18. Why do you think Okonkwo kills himself at the end of the novel? Okonkwo commits suicide because there seemed to be no other way out for him. He had lost his place in his own culture that was now conquered by the Church and its Christian values. He knew that the Europeans eventually would execute him because he killed the messenger. Being a proud man, he preferred to take his fate in his own hands and commit suicide, instead of letting the Europeans control hem. Furthermore, he just could not bear the idea that his people were betrayed and would live in oppression. He used to trust in his tribe, but now the Europeans have broken his people, a disgrace he simply could not accept.
12. A famous proverb quoted in the novel states: “When a man says yes, his chi says yes also”. What does this proverb mean? To what extent is this true in the case of Okonkwo? The Chi is an individual’s personal god. In Ibo cosmology, the chi inside you guides your actions. So your chi is responsible for everything you do good or wrong, for your fortunes and misfortunes.
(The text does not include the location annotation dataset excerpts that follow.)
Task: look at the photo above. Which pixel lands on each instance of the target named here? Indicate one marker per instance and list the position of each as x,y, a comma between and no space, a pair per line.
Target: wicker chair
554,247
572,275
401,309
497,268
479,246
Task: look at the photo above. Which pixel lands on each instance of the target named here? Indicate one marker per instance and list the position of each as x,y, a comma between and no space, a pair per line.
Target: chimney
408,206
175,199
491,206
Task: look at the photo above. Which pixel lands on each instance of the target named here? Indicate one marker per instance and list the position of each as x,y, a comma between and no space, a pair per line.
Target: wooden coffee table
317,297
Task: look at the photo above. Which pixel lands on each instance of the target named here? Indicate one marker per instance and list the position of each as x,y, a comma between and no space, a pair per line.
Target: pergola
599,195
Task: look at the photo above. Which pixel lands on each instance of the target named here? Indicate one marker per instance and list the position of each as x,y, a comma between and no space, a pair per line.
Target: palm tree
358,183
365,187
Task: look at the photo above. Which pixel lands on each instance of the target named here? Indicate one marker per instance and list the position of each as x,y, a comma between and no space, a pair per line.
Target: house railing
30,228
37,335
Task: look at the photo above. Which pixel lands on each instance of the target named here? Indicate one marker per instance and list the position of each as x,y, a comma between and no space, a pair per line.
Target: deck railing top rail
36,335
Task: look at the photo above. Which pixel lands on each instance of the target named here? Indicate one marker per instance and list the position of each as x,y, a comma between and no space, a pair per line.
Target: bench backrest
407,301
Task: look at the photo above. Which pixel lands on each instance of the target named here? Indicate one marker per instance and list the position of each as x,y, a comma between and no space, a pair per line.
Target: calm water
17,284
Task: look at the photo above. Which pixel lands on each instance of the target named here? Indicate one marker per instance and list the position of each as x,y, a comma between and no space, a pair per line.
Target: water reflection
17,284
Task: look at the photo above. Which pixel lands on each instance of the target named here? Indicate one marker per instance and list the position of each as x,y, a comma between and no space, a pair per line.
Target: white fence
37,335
The proverb “When a man says yes, his chi says yes also”, means that individuals can determine their own destinies because one’s willpower can have an impact on someone’s Chi. In Okonkwo’s case this is true because he is more or less responsible for his own death. Furthermore, he already became famous in his early years being the greatest wrestler in the country. That was not just all luck. He had a good chi and when we apply this to the proverb we can say that Okonkwo said yes very determinedly: so his chi agreed. When the story continues we discover that several things happen that contradict this belief, what really shocked Okonkwo.
9. Identify what you interpret to be the major themes of Things Fall Apart. One of the most important themes is ‘how people deal with changes in society’. ‘Things Fall Apart’ is the story of a culture on the verge of change where the ancient tribal beliefs are threatened by the culture and religion of the European invaders; it is a struggle between change and tradition. This was a personal struggle as well; people had to decide whether they accepted those changes or tried to hold on to the traditional ways of living. This choice was very often linked to an individual’s place in society. The outcasts in the Igbo society for example, found a way out of their subordination in the values of Christianity. But powerful people like Okonkwo for example, were afraid of losing their social status. Okonkwo does not accept the new political and social changes because he thinks they are not manly, what brings us to another important theme of the story, masculinity. Okonkwo is really obsessed by his masculinity. He even thinks that tenderness is a sign of weakness and looked down at his own father and son because he thought they were too feminine. Okonkwo himself was a respected man, known very well in his own town, what in his eyes was extremely important. The fact that his father was just a regular man without special titles or a high social status, makes him less masculine in Okonkwo’s eyes. Okonkwo even started do dislike his own son because he and his father were too much alike. For us, his views on masculinity were quite strange because according to Okonkwo being masculine equaled being aggressive. Therefore he often beats his wives and at one point even tried to kill them. Okonkwo just did not want to appear weak and did not want to fail, but of course, just like everybody, he is afraid. Fear is also one of the important themes in the novel. Because he fears losing his strong masculinity, he tries to ignore his feelings. When fear and frustration for not being able to save his tribe overwhelmed him, he saw no other way out and eventually committed suicide.